E aí chegamos na canção Bolsominions, na qual você diz que “a humanidade não quer ser salva”.
Essa canção às vezes é mal compreendida. Ela não é contra os evangélicos, mas sim contra as pessoas que se apropriaram da fé cristã. É como se uma parte das igrejas evangélicas tivesse se tornado escudo humano para milicianos neofascistas. Muitos pastores evangélicos me escrevem para agradecer e dizer que não são cúmplices desses vendilhões do templo, do culto ao bezerro de ouro, do Deus das armas. Isso não faz parte da fé cristã. A segunda camada dessa canção é esse verso. Eu estou falando sobre os bolsominions que não aceitam que há outra grande parcela da população que prega outra fé – ou fé nenhuma – e que não quer ser salva por eles. Essas pessoas querem o paraíso aqui, agora. E não depois.
E, falando em religião, você teme a ira de quem a essa canção se destina?
Não temo. Tudo que eles querem é que a gente tenha medo. Eles não aceitam propostas mais aguerridas, agressivas. Eles dizem: “eles ainda estão dizendo algo? Deviam ficar dançando ciranda no Largo da Batata”. Quando eu canto Pedrada e digo “fogo nos fascistas” não é uma ciranda pacifista. Recentemente, foi um pastor e uma pastora no meu show e pediram para tirar foto no camarim. Ele me disse: “parabéns pelo show, só não concordo com a parte política”. Eu falei a ele que fascismo não é política. Não é algo para concordar ou discordar. Os setores autoritários tem que entender que os libertários têm direito à desobediência cível para que a sociedade se torne mais justa.
Não faz muito tempo uma seguidora pediu que você evitasse músicas de cunho político.

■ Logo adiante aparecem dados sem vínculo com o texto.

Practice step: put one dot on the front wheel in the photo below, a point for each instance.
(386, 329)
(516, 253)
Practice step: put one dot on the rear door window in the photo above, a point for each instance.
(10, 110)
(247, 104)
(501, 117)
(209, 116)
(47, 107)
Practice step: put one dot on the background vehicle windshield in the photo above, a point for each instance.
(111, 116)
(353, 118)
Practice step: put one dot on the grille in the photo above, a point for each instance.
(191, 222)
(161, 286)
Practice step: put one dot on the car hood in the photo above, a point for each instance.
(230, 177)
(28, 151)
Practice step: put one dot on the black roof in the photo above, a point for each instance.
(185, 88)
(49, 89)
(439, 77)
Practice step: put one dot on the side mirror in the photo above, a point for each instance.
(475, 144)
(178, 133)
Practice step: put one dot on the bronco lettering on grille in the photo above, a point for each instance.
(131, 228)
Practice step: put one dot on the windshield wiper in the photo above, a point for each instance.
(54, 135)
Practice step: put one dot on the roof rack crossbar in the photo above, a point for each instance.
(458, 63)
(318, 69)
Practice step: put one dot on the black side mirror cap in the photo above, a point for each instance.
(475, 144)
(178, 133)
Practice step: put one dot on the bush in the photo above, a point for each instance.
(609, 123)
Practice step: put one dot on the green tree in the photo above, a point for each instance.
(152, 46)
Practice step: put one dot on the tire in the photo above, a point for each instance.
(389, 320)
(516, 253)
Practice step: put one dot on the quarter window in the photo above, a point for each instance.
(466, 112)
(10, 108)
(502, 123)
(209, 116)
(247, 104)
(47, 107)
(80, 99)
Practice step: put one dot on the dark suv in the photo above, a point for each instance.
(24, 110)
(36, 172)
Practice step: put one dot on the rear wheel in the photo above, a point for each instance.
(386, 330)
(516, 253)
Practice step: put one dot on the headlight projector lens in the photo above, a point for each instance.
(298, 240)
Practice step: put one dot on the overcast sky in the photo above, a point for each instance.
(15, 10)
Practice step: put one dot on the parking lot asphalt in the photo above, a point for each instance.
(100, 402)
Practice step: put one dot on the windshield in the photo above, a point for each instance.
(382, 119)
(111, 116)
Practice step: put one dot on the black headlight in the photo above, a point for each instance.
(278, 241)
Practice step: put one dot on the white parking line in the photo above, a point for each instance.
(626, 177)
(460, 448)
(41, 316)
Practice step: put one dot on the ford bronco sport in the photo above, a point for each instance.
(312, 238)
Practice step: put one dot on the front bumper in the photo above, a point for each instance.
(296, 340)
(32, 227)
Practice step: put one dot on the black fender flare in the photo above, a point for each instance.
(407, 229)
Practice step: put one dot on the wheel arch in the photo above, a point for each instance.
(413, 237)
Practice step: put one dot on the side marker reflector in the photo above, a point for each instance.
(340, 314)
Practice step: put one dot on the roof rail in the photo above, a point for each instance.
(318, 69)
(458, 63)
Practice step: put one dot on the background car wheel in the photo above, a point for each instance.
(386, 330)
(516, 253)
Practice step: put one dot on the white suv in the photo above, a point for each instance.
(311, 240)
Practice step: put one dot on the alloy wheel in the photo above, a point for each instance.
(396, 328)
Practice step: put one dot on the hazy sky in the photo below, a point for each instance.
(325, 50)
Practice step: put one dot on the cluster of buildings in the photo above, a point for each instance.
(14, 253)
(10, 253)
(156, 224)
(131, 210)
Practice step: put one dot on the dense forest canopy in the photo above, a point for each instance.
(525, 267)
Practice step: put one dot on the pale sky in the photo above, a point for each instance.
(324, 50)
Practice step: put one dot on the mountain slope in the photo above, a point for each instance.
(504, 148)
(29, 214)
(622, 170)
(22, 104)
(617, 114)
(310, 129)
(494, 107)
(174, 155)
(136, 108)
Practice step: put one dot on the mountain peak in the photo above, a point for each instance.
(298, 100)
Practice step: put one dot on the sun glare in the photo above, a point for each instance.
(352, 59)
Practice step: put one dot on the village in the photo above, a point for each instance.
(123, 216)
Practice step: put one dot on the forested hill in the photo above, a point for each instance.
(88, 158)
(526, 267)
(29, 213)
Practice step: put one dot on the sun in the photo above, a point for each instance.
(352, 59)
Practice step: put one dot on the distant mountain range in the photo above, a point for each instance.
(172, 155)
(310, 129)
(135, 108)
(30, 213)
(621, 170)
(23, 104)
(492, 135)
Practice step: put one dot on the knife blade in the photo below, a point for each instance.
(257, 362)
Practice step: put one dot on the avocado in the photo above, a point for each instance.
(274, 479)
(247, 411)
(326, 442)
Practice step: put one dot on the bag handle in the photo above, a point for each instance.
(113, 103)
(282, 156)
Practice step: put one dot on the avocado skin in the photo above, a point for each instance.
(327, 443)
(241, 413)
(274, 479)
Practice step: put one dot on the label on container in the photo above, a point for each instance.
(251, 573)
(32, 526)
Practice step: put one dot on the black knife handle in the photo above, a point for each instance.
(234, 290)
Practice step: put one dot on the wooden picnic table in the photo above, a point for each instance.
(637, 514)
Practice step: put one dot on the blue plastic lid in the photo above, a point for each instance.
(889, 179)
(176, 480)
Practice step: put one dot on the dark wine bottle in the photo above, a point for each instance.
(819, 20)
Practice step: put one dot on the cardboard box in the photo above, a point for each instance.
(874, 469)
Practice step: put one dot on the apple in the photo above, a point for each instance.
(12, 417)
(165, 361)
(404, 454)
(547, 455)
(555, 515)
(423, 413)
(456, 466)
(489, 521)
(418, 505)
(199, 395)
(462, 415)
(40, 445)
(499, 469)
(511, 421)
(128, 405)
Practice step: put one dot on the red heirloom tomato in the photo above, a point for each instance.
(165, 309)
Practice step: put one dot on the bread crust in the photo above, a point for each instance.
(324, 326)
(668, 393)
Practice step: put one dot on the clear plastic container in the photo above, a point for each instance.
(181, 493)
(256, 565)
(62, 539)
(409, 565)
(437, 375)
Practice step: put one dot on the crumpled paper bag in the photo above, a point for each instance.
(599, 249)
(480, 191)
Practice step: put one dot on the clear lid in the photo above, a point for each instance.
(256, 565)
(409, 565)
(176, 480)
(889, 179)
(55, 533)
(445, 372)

Foi um homem! Uma mulher dificilmente me pediria isso. Fiz um show recentemente em um sindicato de Aracaju e as mulheres foram ao camarim enlouquecidas, agradecidas. Havia um homem, de esquerda, e me disse que faltou (a música) Rei dos Agronegócios. Para os homens sempre falta alguma coisa.
Guilherme Arantes disse que não há mais delírio na música brasileira. Qual sua visão sobre essa questão?
A própria fala do Guilherme é uma prova de que há delírio na música brasileira. E viva o delírio! Se você escutar a Ava Rocha, Negro Leo, Tim Bernardes. Não há nada mais delirante.
As informações são do jornal O Estado de S. Paulo.